The coefficient of variation or R² measures the percentage of the variation in the response variable (y) that has been accounted for by the linear model.

jamovi - model fit - human freedom index mlr — **Figure 2**: Model fit measures for Human Freedom Index data

In this case, 89.4% of the variation in personal freedom scores has been accounted for by this multiple linear regression model.

Assumption Checks

In the linear regression analysis, open the “Assumption Checks” sub-menu and check “Q–Q plot of residuals” and “Residual plots.”

Linearity: There is a slight nonlinear pattern in the “Residuals vs Fitted” plot (Fig. 3), which indicates it may not be reasonable to assume linearity. The next step might be to consider a more complex model with additional predictor variables. (We’ll save that for another course!)

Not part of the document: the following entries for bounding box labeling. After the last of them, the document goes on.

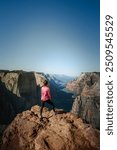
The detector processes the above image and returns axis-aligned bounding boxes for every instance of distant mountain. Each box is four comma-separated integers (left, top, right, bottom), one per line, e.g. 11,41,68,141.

0,70,72,124
46,74,75,88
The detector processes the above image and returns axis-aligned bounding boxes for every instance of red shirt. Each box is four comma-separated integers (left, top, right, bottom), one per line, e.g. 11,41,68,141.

41,86,51,101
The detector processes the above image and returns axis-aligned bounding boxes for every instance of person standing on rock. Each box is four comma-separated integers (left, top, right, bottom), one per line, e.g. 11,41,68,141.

40,80,56,120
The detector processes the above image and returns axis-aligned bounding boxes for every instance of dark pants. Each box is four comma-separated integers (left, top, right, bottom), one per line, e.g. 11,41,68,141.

40,100,55,118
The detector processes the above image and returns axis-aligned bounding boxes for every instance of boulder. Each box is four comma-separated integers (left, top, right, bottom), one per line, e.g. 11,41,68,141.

1,105,100,150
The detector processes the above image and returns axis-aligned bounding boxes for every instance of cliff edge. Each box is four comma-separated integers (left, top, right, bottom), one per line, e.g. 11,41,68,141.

1,105,100,150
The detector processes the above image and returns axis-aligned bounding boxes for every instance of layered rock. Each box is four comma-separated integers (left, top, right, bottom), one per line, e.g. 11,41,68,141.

0,70,72,124
0,71,45,124
1,106,100,150
67,72,100,128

Figure 3: Scatterplot of residuals vs. fitted for Human Freedom Index data
Nearly normal residuals: The majority of the points (Fig. 4) lie close to the diagonal line in the normal probability plot with no extreme outliers, which indicates that the nearly normal residuals condition is not violated.

Figure 4: Normal probability plot for Human Freedom Index data
Constant variability: The variability of the residuals in the “Residuals vs Fitted” plot (Fig. 3) appear reasonably constant across the plot, which indicates that the constant variability condition is not violated.